*DISCLAIMER – In case you can’t tell by the title of this entry, it is going to be chock full of TMI and werid information you probably don’t care about. Don’t say I didn’t warn you!!!*
Today I went and got artificially inseminated. I think that is an improper term though. Its not really fake insemination, its just a weird way of doing getting the spermies up in the uterus. Its real though, or else it wouldn’t work.
The process was quick, easy, and painless, which is awesome!
I started my day earlier than I usually do, by like and hour and a half, because my husband always inaccurately gauges the time it will take to get somewhere. Usually this is in the opposite direction, thinking that a 30 minute drive will take like 15 minutes. I think this is left over from his teenage days of driving 100 mph everywhere he went. Anyways, we left at 6:45 to make it to his appointment at 8:30. Its about an hour drive, and as you would expect we were 45 minutes early. Luckily for me the parking lot had WiFi so I got out my service free smart phone and did some Facebooking, because I am that cool. Michael watched some TV on his phone. Technology…
We went in and Michael had his appointment. I felt so bad and embarrassed for him, but he was a trooper, even though they kinda seemed to stand outside the door waiting for him.
Then we got lost in Portland, found a McDonald’s (thank you GPS), Michael remembered he hates fast food breakfast, so we drove over to Shari’s. We spent less than $10 on breakfast a Shari’s which is pretty close to what we would have spent at McDonald’s, so I think thats pretty good since the food was way better.

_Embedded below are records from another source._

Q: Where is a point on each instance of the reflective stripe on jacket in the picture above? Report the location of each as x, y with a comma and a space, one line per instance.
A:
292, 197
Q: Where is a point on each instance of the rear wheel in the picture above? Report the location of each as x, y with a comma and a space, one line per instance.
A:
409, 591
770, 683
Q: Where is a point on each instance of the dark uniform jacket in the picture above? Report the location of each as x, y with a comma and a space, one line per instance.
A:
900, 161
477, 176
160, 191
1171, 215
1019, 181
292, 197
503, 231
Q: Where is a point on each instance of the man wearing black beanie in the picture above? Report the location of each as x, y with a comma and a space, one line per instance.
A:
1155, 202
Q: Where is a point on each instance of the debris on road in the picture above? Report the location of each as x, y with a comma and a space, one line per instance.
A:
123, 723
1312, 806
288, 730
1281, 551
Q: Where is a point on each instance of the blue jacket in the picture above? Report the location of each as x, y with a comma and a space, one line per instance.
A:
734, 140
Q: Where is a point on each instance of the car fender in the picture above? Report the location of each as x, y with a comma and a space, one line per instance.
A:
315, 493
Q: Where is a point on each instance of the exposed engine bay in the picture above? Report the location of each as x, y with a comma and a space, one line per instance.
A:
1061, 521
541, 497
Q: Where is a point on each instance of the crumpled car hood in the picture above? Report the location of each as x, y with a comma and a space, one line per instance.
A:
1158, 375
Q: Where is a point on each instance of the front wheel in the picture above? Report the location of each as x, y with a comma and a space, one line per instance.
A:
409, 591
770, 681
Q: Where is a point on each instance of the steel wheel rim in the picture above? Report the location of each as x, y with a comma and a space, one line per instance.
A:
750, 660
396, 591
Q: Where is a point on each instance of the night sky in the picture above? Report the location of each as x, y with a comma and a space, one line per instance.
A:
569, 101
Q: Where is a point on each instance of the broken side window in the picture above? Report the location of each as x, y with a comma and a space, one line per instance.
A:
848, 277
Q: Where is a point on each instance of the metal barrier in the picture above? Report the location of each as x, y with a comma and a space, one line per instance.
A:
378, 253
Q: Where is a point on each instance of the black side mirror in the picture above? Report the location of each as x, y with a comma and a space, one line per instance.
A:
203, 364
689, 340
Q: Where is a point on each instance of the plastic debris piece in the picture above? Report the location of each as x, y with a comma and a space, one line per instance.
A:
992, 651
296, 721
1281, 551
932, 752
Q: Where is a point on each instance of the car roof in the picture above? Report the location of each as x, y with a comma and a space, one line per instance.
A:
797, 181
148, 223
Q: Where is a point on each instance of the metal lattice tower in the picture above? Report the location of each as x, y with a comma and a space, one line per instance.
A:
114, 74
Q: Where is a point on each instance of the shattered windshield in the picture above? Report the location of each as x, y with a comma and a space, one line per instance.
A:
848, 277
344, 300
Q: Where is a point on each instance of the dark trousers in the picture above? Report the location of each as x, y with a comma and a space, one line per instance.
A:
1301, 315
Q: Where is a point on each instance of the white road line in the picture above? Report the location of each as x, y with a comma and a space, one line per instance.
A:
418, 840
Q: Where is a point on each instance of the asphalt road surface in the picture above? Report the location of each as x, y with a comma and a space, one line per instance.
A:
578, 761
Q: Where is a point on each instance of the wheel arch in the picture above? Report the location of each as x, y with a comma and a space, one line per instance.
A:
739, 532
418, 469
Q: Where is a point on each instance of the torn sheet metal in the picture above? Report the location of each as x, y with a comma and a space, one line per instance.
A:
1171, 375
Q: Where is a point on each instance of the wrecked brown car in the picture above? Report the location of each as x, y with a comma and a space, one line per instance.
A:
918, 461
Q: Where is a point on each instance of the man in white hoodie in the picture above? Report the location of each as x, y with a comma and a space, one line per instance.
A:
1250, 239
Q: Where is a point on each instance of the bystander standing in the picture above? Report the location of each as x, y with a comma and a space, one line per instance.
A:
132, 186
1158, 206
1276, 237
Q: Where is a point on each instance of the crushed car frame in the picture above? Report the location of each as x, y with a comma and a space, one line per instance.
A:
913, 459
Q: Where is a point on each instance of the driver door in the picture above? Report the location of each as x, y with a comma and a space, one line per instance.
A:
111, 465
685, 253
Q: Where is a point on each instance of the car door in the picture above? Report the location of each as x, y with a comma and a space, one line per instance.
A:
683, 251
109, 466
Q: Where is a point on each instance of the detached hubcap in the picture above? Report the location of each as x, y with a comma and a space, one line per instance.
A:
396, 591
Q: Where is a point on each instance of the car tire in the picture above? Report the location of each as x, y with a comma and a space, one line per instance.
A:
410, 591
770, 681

My appointment was at 10 am. Usually I go back there by myself, but I thought that since we are hoping this makes a baby he should be there. Hypocritical I know, because I didn’t go to his appointment. I didn’t tell him that was why I thought he needed to come back there, I said it was cause I was nervous. Which was true, but only secondary. Then he showed us the sperm sample that was in a syringe and barely any, which I guess is normal. It was literally 0.4mL of liquid. He stuck the feeding tube (yes the catheter was a feeding tube, I don’t know why) through my cervix, which didn’t hurt at all, but felt weird because I could feel it a little in my abdomen. All of it took like 5 minutes or less. And most of that time was him running the speculum under warm water so as not to give me a heart attack from the cold metal. He said that my cervix was really nice or something, which was awesome because that means good timing, as your cervix is open at ovulation, and closed at other time. Apparently the procedure can really hurt if the timing is off, plus it would probably be less effective too.
Then he told us that the next test if we wanted to, would be a Progesterone test. Basically to make sure that if I do get pregnant I will be able to keep the baby. This is something that I have been worried about, because I spot ALOT before my periods. So I REALLY want to take this test. He said since I don’t have insurance (working on it, but its not going as quickly as we would hope, but don’t tell my grandma or anyone because I sort of told her (and other family members) that we both have insurance) it would probably be cheaper to do it there, for about $85, which is perfectly acceptable, except I just gave them all my money today. Plus its another drive to Portland which costs like $10 at LEAST plus a whole day of not working, so he said we could take it at Salem Hospital, or Santiam, but he didn’t seem impressed at ALL about the small hospital. I will definitely be taking the test at a hospital, because unlike the fertility clinic, they will bill me for the test later, meaning I can pay them after payday.
He had me lay down for 15 minutes, which I of course did, even though I have read in multiple books/websites that say that it does nothing except give you piece of mind since they sperm is inserted in your uterus and doesn’t fall out. Michael complained the whole time after I told him that, thinking that we should just leave since he was uncomfortable after watching the doctor violate me, and waiting wasn’t doing any good anyways. We waited the 15 minutes and then I got dressed and went and paid.
I asked them about the sperm count because I am curious person, plus I like to have SOME knowledge about what is going on and was VERY surprised! Last time Michael had a semen analysis, the results pretty much sucked. 11 million total sperm. 60 million is average. This time it was 80 million!! Or so. I mean that was in a full mL so it was more like 38 million that were inserted in me. The lady that was working in the lab seemed pretty impressed. I was happy and worried. And a little sad. Happy for obvious reasons, worried because if his sperm count is really good then you would think we would get knocked up already. And sad because I liked it better when we were both broken. My misery loves company what can I say? But I am hoping that I just have hostile cervical mucus and that the IUI will work like a charm.
That’s it. I’m trying to keep my hopes down, because I don’t want to be disappointed more than I am any other month.
As far as my last post and my comment about God being involved in my baby-making journey, its more that I believe that God knows what is going to happen before it happens, so I don’t think my hopes/wishes or even prayers will change that. But I continue to try.